Neste trabalho, apresentaremos alguns resultados de minha pesquisa de doutorado
– que se encontra em fase de redação final –, cujo objetivo era comparar duas tentativas de
“aclimatação” deste influxo externo representado pela sociologia norte-americana (e pela
“sociologia da modernização”) em contextos periféricos, como o Brasil e a Argentina. Tomando
como universo de análise o conjunto dos textos (no sentido amplo do termo, incluindo
manuscritos, correspondências, marginálias, etc.) de Florestan Fernandes e de Gino Germani,
tentamos perceber em que sentido as suas formulações permitiram, ao longo de um processo
de acumulação intelectual, colocar em perspectiva a suposta “universalidade” das correlações
funcionais entre desenvolvimento econômico e democratização, haja vista o contexto sóciohistórico problemático com o qual tiveram que lidar.
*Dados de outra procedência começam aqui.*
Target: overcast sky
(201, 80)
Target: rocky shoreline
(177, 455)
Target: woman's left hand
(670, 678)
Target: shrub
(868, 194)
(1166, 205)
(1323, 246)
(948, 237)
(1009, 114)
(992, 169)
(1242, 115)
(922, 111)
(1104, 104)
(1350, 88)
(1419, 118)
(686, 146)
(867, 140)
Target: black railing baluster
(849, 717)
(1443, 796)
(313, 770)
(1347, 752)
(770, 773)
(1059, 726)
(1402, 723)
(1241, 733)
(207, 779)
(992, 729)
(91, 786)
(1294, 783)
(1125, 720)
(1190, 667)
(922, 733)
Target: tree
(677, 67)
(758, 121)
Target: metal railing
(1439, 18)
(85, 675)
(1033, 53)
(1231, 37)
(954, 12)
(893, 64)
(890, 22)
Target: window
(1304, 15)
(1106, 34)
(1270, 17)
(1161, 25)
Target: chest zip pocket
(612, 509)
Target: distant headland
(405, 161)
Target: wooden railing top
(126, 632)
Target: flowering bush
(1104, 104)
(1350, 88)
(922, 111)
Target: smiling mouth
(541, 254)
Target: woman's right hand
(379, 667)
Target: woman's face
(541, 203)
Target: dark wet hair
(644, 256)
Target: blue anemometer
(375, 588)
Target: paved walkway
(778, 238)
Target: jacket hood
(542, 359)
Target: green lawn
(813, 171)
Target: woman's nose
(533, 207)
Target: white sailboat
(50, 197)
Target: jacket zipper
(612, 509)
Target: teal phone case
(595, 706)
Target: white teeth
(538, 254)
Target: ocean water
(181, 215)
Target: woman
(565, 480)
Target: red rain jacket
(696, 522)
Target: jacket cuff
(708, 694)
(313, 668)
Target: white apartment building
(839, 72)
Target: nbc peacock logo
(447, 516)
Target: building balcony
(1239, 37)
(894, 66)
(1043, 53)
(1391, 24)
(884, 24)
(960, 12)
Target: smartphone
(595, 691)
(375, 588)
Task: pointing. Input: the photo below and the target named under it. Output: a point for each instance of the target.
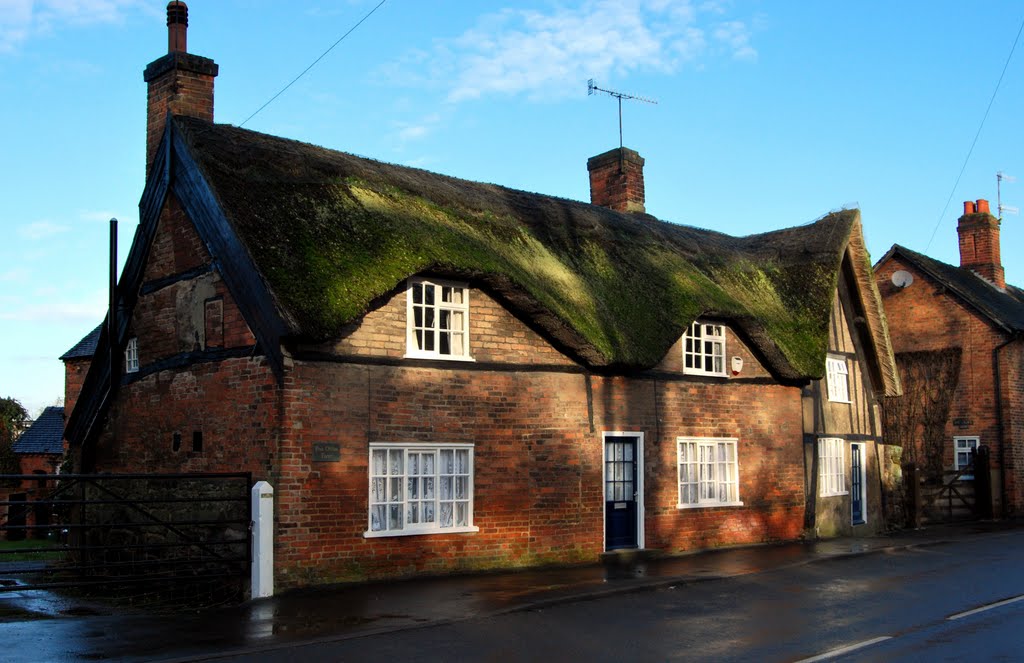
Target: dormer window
(838, 377)
(437, 321)
(704, 349)
(131, 356)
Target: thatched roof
(331, 234)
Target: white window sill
(708, 505)
(448, 530)
(442, 358)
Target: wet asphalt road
(796, 613)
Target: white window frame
(131, 355)
(394, 489)
(704, 478)
(957, 450)
(704, 341)
(832, 467)
(838, 378)
(433, 334)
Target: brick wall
(538, 464)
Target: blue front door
(621, 492)
(857, 482)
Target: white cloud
(88, 308)
(736, 37)
(22, 19)
(549, 54)
(13, 276)
(416, 130)
(41, 231)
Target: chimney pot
(177, 27)
(979, 242)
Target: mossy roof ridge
(333, 233)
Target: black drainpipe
(112, 312)
(998, 420)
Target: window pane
(377, 514)
(379, 462)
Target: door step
(627, 563)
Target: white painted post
(262, 514)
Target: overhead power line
(976, 135)
(306, 70)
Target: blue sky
(769, 115)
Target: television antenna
(999, 178)
(592, 87)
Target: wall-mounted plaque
(327, 452)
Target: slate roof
(331, 234)
(85, 347)
(1003, 307)
(45, 436)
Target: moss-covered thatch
(332, 233)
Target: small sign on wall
(327, 452)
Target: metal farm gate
(150, 539)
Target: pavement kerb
(635, 586)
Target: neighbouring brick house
(40, 449)
(438, 374)
(958, 334)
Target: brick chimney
(616, 180)
(979, 240)
(179, 82)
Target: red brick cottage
(958, 333)
(438, 374)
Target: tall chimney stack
(179, 83)
(616, 180)
(979, 242)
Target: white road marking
(845, 650)
(997, 604)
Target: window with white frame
(838, 377)
(832, 466)
(420, 489)
(704, 349)
(962, 452)
(131, 356)
(437, 320)
(709, 472)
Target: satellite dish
(902, 279)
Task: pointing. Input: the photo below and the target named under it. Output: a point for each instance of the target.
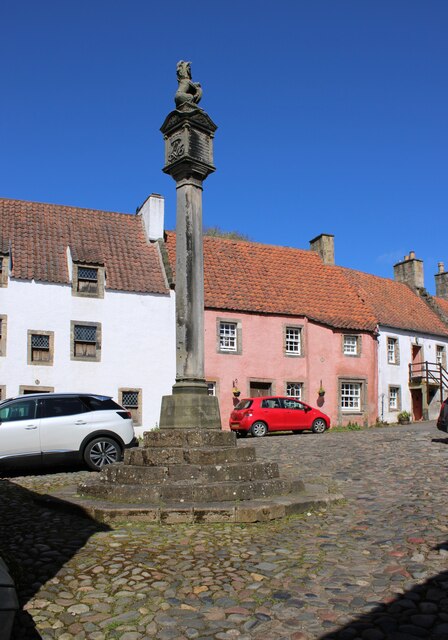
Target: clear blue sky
(332, 115)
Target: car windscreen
(243, 404)
(100, 403)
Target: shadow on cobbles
(421, 612)
(36, 541)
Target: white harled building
(85, 304)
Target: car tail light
(125, 414)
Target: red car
(260, 415)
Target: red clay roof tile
(259, 278)
(394, 304)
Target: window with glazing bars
(350, 345)
(350, 396)
(293, 340)
(391, 350)
(211, 388)
(130, 399)
(85, 341)
(394, 396)
(87, 280)
(40, 347)
(227, 336)
(294, 389)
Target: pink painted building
(280, 321)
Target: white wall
(398, 375)
(137, 345)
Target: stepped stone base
(193, 475)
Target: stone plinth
(194, 475)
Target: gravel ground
(372, 567)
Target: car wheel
(101, 451)
(319, 426)
(259, 429)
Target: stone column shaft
(189, 285)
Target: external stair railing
(432, 373)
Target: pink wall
(263, 358)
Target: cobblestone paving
(373, 567)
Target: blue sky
(331, 114)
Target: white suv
(57, 427)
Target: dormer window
(88, 281)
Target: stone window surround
(85, 323)
(239, 335)
(101, 280)
(362, 396)
(397, 350)
(302, 388)
(29, 388)
(270, 381)
(358, 345)
(3, 334)
(291, 354)
(398, 407)
(4, 269)
(137, 416)
(43, 363)
(213, 382)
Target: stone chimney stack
(324, 246)
(441, 279)
(410, 271)
(152, 212)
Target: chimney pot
(152, 212)
(324, 246)
(410, 271)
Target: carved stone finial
(188, 91)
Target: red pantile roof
(394, 304)
(40, 234)
(259, 278)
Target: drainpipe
(9, 603)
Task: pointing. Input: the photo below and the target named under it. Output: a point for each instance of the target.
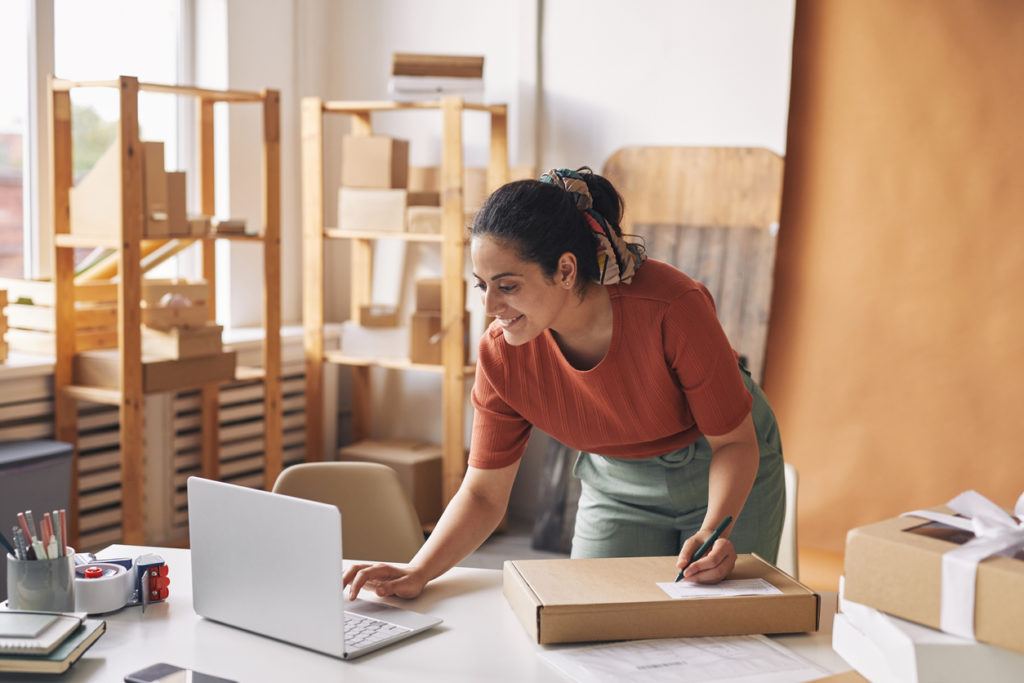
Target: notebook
(61, 657)
(34, 632)
(271, 564)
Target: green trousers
(637, 508)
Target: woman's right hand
(385, 580)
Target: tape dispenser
(107, 585)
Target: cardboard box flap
(585, 600)
(617, 581)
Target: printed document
(721, 659)
(686, 589)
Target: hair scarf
(617, 260)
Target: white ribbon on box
(995, 534)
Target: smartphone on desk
(166, 673)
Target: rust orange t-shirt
(669, 377)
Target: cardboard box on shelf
(908, 583)
(155, 190)
(616, 598)
(374, 162)
(164, 317)
(418, 465)
(102, 369)
(372, 209)
(425, 337)
(365, 342)
(421, 198)
(428, 295)
(182, 342)
(379, 315)
(177, 218)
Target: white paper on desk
(687, 589)
(723, 659)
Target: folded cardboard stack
(617, 598)
(962, 574)
(429, 76)
(96, 198)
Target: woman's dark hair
(542, 221)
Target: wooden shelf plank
(388, 105)
(336, 233)
(61, 84)
(86, 241)
(93, 394)
(340, 358)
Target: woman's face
(516, 292)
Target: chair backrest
(712, 212)
(378, 520)
(786, 560)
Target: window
(13, 134)
(103, 39)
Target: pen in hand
(706, 546)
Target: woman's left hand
(714, 566)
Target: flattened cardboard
(102, 369)
(587, 600)
(418, 465)
(900, 572)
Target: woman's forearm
(733, 468)
(469, 518)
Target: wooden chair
(712, 212)
(378, 520)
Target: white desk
(480, 639)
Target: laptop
(271, 564)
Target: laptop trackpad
(386, 612)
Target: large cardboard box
(616, 598)
(896, 566)
(418, 465)
(374, 161)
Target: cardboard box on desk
(616, 598)
(896, 566)
(418, 465)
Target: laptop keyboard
(365, 631)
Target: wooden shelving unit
(453, 246)
(127, 242)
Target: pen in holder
(42, 585)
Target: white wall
(649, 72)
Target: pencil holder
(42, 585)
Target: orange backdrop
(896, 350)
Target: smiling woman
(622, 358)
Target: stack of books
(45, 642)
(428, 76)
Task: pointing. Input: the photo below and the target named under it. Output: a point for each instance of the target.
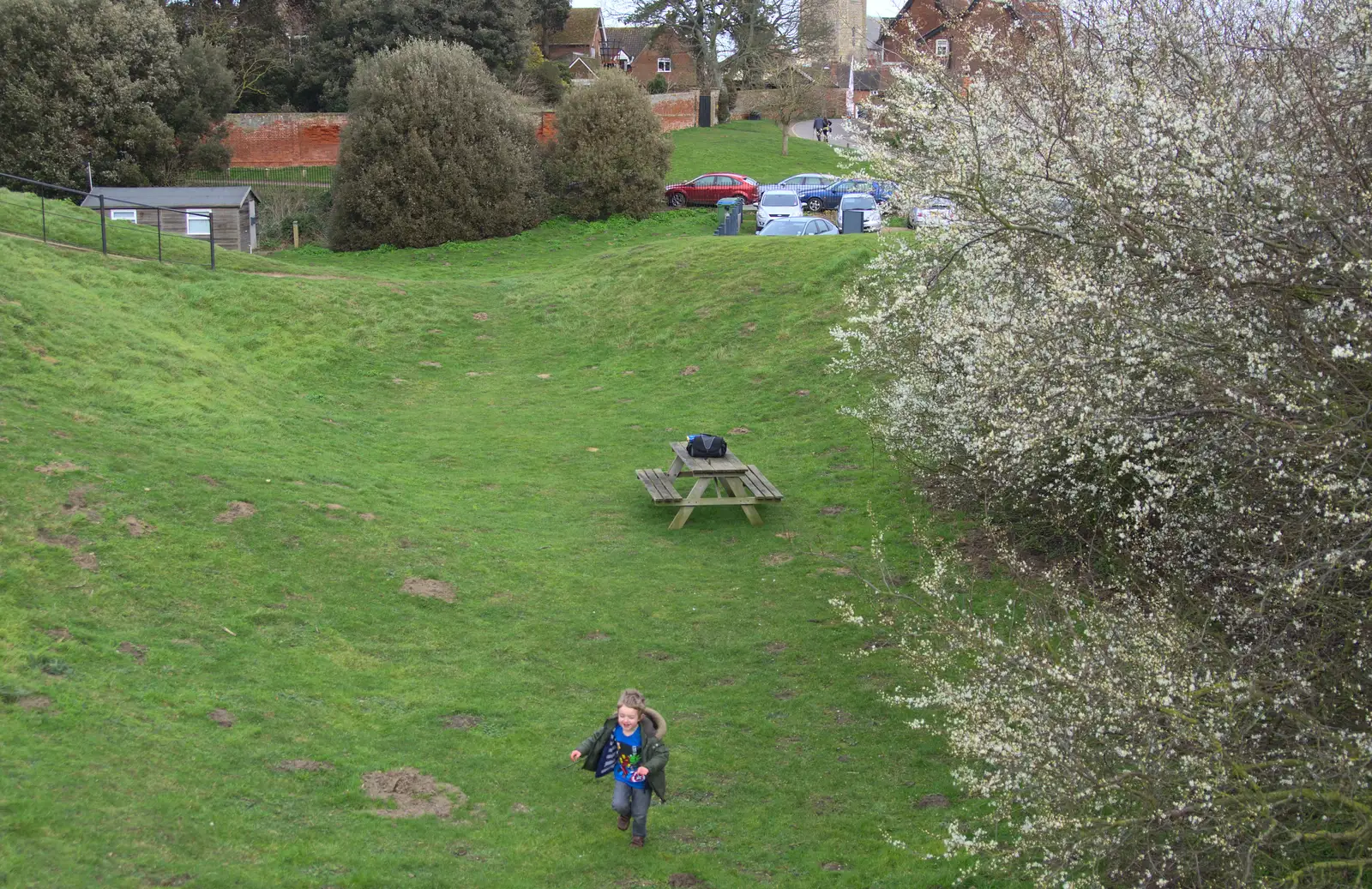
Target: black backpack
(706, 445)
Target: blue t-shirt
(629, 754)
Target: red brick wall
(677, 110)
(285, 141)
(278, 141)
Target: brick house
(645, 52)
(582, 36)
(942, 27)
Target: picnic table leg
(737, 487)
(683, 514)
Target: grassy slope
(748, 147)
(784, 759)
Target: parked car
(827, 198)
(799, 225)
(870, 212)
(710, 189)
(933, 212)
(802, 182)
(777, 206)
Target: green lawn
(165, 393)
(752, 148)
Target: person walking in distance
(631, 748)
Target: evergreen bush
(611, 155)
(436, 150)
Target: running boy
(633, 748)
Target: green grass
(70, 224)
(752, 148)
(294, 394)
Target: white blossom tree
(1149, 349)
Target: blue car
(827, 198)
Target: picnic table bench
(736, 484)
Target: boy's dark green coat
(655, 754)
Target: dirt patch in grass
(689, 838)
(137, 652)
(136, 526)
(75, 504)
(304, 766)
(463, 722)
(685, 881)
(58, 468)
(415, 795)
(427, 587)
(238, 509)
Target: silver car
(870, 212)
(777, 206)
(933, 212)
(800, 225)
(802, 182)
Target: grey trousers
(633, 802)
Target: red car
(710, 189)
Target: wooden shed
(194, 212)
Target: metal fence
(299, 177)
(52, 214)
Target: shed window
(198, 223)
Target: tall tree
(699, 24)
(347, 31)
(436, 150)
(99, 80)
(548, 18)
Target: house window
(198, 223)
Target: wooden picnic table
(736, 484)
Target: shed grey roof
(191, 198)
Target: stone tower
(848, 20)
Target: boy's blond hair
(633, 699)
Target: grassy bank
(468, 416)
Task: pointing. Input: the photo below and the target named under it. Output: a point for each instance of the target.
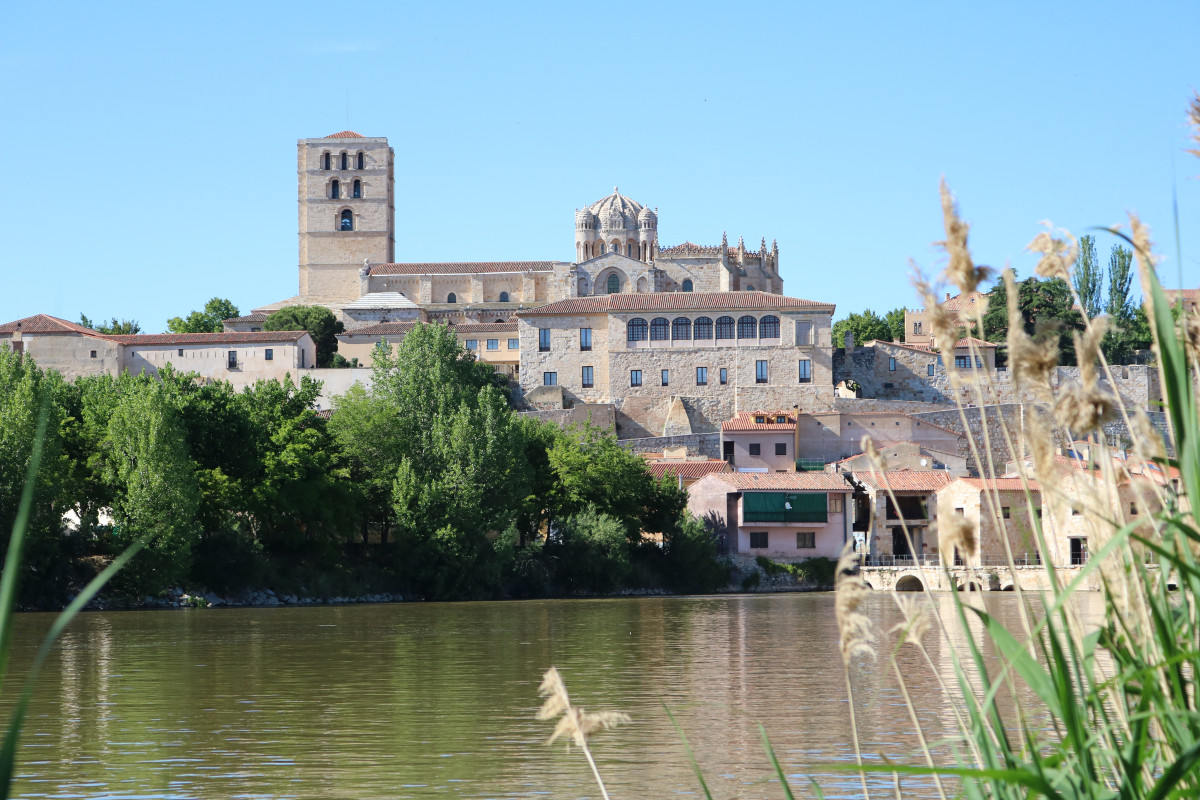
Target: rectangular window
(803, 334)
(760, 372)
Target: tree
(865, 326)
(112, 328)
(318, 320)
(1089, 277)
(209, 320)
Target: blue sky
(151, 146)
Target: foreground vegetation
(427, 485)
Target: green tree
(1089, 278)
(208, 320)
(112, 328)
(865, 326)
(318, 320)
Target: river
(438, 699)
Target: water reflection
(423, 701)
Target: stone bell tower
(347, 212)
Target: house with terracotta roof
(778, 515)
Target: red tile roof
(904, 480)
(688, 469)
(462, 268)
(793, 481)
(677, 301)
(744, 421)
(47, 324)
(245, 337)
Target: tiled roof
(462, 268)
(744, 421)
(688, 469)
(797, 481)
(256, 337)
(904, 480)
(677, 301)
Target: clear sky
(153, 166)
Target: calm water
(421, 701)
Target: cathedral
(347, 230)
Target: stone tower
(347, 212)
(616, 224)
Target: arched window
(748, 328)
(768, 328)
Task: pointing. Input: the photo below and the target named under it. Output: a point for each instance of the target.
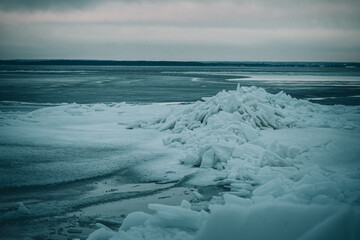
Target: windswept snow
(289, 169)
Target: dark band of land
(172, 63)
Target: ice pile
(289, 169)
(238, 219)
(212, 131)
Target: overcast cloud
(279, 30)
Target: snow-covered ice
(289, 169)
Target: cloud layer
(292, 30)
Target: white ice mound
(252, 106)
(210, 130)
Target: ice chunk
(134, 219)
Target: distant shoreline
(175, 63)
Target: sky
(183, 30)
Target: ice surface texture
(291, 169)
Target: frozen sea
(74, 137)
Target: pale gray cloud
(322, 30)
(41, 5)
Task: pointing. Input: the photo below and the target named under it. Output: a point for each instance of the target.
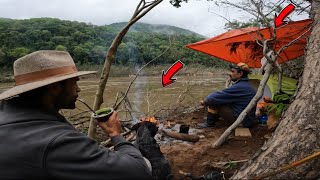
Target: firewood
(181, 136)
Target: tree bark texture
(297, 135)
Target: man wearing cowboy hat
(230, 102)
(39, 143)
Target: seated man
(230, 102)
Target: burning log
(181, 136)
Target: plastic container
(263, 119)
(103, 114)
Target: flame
(151, 119)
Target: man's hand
(203, 103)
(112, 127)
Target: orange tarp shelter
(240, 45)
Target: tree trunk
(297, 135)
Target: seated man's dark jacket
(238, 96)
(39, 144)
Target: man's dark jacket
(39, 144)
(238, 96)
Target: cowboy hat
(42, 68)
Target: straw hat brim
(16, 90)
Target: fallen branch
(181, 136)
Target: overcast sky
(196, 15)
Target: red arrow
(279, 20)
(167, 76)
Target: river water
(146, 95)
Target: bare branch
(116, 107)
Dito de outro modo, através do
esclarecimento das mediações entre sociologia e sociedade, ou melhor, entre os textos dos
autores e os contextos nos quais – e contra os quais – eles simultaneamente escreveram e se
inscreveram, procuramos um ponto de apoio capaz de conferir inteligibilidade às diferenças
específicas que foram se precipitando em relação à matriz norte-americana da “sociologia da
modernização”. Em suma, se a “sociologia do desenvolvimento” de Florestan Fernandes e de
Gino Germani – com todas as diferenças que estas guardam entre si, o que também tentamos
qualificar na pesquisa – se transformou em algo qualitativamente distinto em relação à
“sociologia da modernização” norte-americana, isto se deve ao modo pelo qual eles lograram
incorporar certos aspectos fundamentais das experiências históricas brasileira e argentina no
interior de suas perspectivas sobre a mudança social.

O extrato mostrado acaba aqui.